Vocational education in non-existent in much of the North Caucasus and the British Council is making a major push in this sphere, creating a curriculum with entrepreneurship at its core. Car-repair students will learn how to set up their own small businesses, as will construction students, whose skills are desperately needed in this devastated region. Lenskaya has also had requests to revive ancient Caucasus crafts, but given the virtual absence of tourism - the North Caucasus is simply too dangerous - she doubts the usefulness of that. The Scottish theatre company Class Act is being drafted in to induce Caucasus teenagers to turn their experiences into drama, but perhaps the cleverest contribution of the British Council's North Caucasus Education Initiative lies in what it's doing with language teaching. Through this scheme, Beslan children may be able to take Cambridge exams for free, which should help them get jobs.

"We also want to integrate 'tolerance teaching' into the language curriculum," says Lenskaya. "But 'tolerance' is in fact a bad word, as it implies a negative attitude. I prefer 'respect for diversity'. When you negotiate and reach a consensus, you do it through language, so we can put some exercises in our English language curriculum which will teach students negotiating and conflict-resolution skills. We may also teach them to distinguish between facts and opinions. Language-teaching has many uses in this context."

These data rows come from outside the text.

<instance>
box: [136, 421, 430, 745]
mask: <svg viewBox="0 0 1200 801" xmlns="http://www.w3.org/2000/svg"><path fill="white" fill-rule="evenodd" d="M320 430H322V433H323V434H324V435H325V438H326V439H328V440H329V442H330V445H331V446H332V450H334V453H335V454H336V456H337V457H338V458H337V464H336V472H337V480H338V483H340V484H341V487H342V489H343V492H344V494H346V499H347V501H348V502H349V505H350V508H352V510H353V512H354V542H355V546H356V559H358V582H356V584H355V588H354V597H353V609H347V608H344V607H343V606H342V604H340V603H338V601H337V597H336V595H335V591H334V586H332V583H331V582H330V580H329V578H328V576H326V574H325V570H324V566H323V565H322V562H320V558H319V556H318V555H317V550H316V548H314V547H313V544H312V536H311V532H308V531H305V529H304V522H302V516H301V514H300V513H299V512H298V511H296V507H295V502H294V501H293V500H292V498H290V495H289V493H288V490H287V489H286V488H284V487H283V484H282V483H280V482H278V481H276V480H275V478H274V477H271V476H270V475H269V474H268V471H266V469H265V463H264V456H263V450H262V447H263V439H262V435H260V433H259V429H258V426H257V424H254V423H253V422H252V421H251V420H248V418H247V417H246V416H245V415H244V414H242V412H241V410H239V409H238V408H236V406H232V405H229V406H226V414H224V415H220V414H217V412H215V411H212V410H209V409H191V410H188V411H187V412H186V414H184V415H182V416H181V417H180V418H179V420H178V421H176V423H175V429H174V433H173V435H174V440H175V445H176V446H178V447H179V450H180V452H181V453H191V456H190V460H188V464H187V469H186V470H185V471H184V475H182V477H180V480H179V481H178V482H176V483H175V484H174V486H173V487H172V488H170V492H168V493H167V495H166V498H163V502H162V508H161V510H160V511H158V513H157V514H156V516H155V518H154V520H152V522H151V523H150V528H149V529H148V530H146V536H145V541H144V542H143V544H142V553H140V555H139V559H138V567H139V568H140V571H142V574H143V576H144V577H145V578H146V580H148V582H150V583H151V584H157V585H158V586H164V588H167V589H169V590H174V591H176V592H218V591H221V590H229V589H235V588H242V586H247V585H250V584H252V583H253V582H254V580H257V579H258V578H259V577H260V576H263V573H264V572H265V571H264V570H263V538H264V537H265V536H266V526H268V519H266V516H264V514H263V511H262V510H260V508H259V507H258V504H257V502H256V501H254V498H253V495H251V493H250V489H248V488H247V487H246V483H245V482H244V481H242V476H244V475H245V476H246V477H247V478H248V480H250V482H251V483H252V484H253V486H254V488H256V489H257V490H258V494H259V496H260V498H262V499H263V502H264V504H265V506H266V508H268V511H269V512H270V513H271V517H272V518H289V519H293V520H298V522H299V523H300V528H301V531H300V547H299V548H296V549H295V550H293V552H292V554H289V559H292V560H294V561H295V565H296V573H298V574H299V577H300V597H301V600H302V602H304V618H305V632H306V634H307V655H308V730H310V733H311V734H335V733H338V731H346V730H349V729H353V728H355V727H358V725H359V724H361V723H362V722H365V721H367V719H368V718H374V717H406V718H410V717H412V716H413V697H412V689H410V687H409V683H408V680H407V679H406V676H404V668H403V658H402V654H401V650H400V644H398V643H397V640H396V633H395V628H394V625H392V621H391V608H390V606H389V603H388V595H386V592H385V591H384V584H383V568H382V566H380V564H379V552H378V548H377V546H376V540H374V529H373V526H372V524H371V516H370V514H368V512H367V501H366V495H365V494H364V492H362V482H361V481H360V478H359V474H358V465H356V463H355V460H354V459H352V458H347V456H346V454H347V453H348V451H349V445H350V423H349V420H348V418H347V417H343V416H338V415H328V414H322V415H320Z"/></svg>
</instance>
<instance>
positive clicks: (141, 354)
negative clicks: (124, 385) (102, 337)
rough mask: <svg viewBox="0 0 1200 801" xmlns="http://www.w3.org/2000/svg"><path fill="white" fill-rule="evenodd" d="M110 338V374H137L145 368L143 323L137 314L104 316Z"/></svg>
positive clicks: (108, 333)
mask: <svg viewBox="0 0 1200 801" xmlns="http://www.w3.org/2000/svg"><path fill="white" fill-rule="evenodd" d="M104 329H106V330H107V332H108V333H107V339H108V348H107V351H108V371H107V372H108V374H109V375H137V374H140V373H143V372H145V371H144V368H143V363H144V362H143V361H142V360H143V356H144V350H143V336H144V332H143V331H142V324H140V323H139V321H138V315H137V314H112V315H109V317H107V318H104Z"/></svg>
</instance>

This is the crux, as inherited hatreds are growing increasingly virulent. The fact that many of the Beslan terrorists came from Ingushetia has fuelled ferocious anti-Ingush feelings in North Ossetia; the desperate migrants now sweeping through the region - Chechens, Abkhazians, Azeris, Armenians, all in flight from conflicts - are straining fragile civic structures to breaking point. Lenskaya has ambitious plans for multicultural education - "it's about behaving, not just about knowing" - which may moderate some of those enmities.

Beslan, in fact, is just the tip of the iceberg: as the theatre-animateur Jon Nicholas points out, there are many other groups of children whose plight has been put into the shade by the world's obsession with Beslan. "In other Ossetian and Ingush schools, I've seen acts of terror and violence as readily portrayed as domestic scenes," he says. His colleague Madina Adleyba reinforces the point: "I just hope we can somehow help these kids from different ethnicities see how alike they are, how much they have in common, because the whole North Caucasus is such a tiny place."